- Born: Joseph Fryer July 29, 1977 (age 48)
- Education: Northwestern University Medill School of Journalism
- Occupation: Journalist
- Employer: NBC News
- Known for: Reporter at KING-TV and KARE-TV. NBC News correspondent
- Partner: Peter (c. 2008–present)

= Joe Fryer (journalist) =

American journalist

Joe Fryer (born July 29, 1977) is an American journalist working for NBC News as a correspondent, co-anchor of streaming show Morning News Now with Savannah Sellers on NBC News Now, and feature anchor for the Saturday edition of Weekend Today.

Fryer joined NBC News in 2013 as a part-time correspondent and officially joined NBC News as a full-time correspondent on October 21, 2013, and Fryer also serves as a weekday & weekend fill-in and substitute anchor for Today, Saturday Today, Sunday Today with Willie Geist and NBC Nightly News.

He reports for all platforms of NBC News including Today, Weekend Today, and NBC Nightly News.

Before joining NBC, Fryer was a reporter for KING-TV, the NBC affiliate in Seattle, Washington.

==Career==
Fryer has worked for KARE-TV in Minneapolis, Minnesota; WTVF–TV in Nashville, Tennessee; WBAY-TV in Green Bay, Wisconsin; and WKYT-TV in Lexington, Kentucky.

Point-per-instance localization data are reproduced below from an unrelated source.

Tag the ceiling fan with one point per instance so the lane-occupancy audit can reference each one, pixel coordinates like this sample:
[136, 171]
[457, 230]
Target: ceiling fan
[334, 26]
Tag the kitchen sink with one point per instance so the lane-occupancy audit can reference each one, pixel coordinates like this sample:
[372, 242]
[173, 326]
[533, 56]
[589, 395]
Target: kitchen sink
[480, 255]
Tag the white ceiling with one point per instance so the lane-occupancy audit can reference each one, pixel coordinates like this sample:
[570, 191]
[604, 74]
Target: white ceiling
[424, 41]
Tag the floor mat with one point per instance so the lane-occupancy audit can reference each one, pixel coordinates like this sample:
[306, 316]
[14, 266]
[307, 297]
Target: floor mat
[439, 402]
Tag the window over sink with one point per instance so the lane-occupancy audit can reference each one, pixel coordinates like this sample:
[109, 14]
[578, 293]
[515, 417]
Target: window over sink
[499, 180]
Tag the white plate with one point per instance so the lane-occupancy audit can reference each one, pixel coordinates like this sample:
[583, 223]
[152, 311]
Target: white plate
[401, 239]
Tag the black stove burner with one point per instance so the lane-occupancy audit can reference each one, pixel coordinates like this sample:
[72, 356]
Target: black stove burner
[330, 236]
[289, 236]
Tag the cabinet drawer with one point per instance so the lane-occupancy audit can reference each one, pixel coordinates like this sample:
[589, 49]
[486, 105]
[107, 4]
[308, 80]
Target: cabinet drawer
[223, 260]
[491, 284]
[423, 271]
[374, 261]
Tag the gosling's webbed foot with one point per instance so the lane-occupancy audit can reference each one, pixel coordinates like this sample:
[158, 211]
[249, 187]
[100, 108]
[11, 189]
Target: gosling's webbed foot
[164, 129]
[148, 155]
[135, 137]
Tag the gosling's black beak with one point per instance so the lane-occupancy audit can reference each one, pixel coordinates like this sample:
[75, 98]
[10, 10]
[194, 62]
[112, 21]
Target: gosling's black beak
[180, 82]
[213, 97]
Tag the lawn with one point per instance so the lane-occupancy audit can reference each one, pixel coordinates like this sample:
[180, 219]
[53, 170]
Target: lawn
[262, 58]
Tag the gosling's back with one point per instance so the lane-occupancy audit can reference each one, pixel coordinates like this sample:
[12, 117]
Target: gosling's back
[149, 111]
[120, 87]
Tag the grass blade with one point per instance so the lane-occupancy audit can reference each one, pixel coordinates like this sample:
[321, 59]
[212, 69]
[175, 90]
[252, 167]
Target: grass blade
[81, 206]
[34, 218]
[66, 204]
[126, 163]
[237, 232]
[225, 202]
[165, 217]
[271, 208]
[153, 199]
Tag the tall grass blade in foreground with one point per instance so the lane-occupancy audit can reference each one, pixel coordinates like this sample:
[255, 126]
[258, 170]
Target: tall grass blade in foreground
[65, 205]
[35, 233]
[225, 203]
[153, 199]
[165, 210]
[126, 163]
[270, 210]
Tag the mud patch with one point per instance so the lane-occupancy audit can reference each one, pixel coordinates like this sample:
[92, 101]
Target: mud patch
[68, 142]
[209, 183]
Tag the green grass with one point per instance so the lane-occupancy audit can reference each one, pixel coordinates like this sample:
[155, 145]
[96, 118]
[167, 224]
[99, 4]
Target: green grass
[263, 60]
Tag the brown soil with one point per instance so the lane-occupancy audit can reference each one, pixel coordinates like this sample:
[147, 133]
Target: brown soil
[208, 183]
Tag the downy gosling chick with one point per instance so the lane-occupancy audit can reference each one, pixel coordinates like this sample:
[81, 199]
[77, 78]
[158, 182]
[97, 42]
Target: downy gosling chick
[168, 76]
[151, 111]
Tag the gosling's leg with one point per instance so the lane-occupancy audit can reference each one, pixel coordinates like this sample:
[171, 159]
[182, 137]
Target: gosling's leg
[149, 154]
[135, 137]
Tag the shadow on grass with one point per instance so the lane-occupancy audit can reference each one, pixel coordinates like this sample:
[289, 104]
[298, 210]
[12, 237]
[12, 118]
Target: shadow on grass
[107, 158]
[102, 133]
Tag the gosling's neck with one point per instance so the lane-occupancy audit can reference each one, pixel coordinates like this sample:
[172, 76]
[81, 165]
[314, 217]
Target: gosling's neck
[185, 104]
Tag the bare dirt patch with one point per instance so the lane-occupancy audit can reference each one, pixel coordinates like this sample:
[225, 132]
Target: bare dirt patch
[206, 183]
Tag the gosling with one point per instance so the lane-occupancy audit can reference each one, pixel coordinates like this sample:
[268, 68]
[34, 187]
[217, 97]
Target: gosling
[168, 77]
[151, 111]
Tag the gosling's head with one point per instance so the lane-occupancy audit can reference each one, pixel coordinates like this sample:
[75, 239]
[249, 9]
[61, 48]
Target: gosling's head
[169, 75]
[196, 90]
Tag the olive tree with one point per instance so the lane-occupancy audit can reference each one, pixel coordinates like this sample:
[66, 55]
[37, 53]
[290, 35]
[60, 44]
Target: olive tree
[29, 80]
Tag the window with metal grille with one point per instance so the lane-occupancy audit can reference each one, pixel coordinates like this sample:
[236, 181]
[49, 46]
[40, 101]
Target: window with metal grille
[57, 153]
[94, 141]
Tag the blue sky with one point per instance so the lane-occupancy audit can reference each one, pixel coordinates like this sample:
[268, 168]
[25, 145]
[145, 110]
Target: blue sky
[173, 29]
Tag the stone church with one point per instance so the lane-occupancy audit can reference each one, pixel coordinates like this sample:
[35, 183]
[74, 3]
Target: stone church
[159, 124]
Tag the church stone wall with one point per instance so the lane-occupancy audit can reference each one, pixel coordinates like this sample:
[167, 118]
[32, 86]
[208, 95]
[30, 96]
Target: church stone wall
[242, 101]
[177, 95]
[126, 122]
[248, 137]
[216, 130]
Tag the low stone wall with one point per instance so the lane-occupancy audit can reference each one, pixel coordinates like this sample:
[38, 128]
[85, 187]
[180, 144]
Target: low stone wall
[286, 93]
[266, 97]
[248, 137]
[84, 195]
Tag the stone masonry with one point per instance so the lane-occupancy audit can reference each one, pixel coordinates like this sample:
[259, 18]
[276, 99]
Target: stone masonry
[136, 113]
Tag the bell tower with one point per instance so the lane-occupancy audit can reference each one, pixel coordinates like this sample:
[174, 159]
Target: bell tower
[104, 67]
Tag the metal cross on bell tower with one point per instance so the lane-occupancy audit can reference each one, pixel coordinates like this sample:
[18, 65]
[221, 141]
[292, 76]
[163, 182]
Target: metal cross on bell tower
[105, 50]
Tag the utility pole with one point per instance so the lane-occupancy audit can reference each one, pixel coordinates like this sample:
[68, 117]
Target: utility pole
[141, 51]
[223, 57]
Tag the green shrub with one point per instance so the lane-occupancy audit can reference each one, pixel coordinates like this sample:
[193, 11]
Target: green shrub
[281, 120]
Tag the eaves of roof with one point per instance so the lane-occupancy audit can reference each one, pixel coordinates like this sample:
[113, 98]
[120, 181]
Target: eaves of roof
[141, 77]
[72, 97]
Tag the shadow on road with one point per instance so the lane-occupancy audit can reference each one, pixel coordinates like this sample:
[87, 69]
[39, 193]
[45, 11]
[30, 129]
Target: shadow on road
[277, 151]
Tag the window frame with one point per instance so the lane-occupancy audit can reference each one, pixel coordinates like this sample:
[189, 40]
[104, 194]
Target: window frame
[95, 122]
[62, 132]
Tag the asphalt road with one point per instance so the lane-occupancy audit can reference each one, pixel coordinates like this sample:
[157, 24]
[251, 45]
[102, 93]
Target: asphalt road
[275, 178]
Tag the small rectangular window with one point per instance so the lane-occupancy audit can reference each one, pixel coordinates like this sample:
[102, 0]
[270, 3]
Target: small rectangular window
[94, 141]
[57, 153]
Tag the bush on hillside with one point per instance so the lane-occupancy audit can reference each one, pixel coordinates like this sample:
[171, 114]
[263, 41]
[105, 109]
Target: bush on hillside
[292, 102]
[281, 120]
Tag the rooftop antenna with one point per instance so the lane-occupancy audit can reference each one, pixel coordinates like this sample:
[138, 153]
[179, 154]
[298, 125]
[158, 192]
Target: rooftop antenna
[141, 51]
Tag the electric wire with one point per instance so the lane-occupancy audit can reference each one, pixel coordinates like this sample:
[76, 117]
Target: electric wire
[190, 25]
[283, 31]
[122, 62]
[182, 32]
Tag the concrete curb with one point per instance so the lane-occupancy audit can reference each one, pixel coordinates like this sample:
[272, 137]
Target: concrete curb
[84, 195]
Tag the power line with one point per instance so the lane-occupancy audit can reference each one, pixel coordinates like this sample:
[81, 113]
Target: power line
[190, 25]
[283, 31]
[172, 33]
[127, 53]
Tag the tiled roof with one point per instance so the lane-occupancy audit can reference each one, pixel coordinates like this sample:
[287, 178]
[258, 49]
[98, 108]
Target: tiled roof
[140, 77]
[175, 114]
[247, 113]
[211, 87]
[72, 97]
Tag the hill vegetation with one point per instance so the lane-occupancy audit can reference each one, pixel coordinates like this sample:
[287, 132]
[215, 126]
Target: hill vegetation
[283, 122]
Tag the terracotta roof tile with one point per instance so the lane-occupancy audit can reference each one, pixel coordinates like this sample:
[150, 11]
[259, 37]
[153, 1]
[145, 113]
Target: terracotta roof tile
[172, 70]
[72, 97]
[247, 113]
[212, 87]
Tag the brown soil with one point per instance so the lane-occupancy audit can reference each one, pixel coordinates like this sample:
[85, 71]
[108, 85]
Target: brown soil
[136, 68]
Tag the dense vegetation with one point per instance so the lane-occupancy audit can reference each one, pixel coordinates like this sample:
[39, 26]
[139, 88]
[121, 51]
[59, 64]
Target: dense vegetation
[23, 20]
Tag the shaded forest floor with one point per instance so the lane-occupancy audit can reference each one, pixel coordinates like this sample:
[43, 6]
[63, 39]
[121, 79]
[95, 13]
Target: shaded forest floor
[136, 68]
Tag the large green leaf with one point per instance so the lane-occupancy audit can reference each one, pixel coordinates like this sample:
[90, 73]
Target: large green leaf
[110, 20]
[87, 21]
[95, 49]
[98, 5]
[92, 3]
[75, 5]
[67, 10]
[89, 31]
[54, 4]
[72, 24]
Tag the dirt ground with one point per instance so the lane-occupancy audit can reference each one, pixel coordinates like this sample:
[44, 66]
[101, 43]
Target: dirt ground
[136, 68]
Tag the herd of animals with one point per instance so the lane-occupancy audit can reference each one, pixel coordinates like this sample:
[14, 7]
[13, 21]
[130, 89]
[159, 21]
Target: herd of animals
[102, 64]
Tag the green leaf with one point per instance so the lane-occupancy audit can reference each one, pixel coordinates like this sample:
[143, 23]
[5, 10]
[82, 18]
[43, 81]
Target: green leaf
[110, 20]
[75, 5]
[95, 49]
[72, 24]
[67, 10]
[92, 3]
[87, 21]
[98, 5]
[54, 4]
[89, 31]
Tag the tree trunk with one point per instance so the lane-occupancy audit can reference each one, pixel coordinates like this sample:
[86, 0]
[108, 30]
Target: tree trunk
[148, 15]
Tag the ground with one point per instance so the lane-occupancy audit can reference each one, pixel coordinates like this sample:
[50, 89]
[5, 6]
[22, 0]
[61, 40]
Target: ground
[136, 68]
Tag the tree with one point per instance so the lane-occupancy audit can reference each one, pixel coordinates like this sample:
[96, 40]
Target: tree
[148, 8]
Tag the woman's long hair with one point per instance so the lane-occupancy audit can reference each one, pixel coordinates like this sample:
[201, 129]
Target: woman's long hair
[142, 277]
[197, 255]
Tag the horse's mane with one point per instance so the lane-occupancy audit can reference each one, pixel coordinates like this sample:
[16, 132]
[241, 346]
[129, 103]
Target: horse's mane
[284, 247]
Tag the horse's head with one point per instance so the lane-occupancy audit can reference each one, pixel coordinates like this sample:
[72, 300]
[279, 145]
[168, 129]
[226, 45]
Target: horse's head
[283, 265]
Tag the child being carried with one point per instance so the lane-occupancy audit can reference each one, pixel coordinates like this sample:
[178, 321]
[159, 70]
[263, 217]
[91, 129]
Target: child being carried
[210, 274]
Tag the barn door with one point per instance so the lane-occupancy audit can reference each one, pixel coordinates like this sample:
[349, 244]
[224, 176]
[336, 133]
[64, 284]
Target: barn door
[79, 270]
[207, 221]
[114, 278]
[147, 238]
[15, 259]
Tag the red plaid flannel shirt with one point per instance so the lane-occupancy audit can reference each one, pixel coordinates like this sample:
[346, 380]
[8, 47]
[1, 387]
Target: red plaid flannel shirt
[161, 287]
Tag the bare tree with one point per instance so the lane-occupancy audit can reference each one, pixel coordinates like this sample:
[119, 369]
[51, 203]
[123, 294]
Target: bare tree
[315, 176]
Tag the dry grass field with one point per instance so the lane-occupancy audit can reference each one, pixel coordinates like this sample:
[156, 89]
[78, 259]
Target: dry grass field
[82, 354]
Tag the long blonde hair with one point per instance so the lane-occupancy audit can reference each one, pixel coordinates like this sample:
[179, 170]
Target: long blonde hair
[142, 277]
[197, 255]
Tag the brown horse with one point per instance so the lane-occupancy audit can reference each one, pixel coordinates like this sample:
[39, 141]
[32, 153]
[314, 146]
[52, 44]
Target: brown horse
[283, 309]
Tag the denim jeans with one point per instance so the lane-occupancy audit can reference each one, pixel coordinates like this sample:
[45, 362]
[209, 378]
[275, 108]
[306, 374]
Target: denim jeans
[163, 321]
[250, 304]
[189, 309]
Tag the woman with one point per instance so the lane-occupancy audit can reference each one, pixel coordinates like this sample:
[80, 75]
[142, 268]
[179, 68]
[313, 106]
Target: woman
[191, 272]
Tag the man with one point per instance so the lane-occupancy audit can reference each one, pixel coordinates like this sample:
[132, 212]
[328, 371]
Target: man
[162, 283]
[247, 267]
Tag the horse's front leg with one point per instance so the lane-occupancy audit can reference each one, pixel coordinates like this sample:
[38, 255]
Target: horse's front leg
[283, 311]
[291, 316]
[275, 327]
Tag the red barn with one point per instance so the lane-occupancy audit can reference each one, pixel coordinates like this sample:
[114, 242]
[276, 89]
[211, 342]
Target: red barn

In 2014, Fryer won an Emmy with photojournalist Jeff Christian in the category of "Feature News Report." He also won in the writing category for his composite "Fryer's Favorite Features."

In October 2020, Fryer was named co-anchor with Savannah Sellers of brand-new streaming show Morning News Now on NBC News Now from 7am-12pm weekdays. Then, in 2023, Fryer was officially named the feature anchor for the Saturday edition of Weekend Today.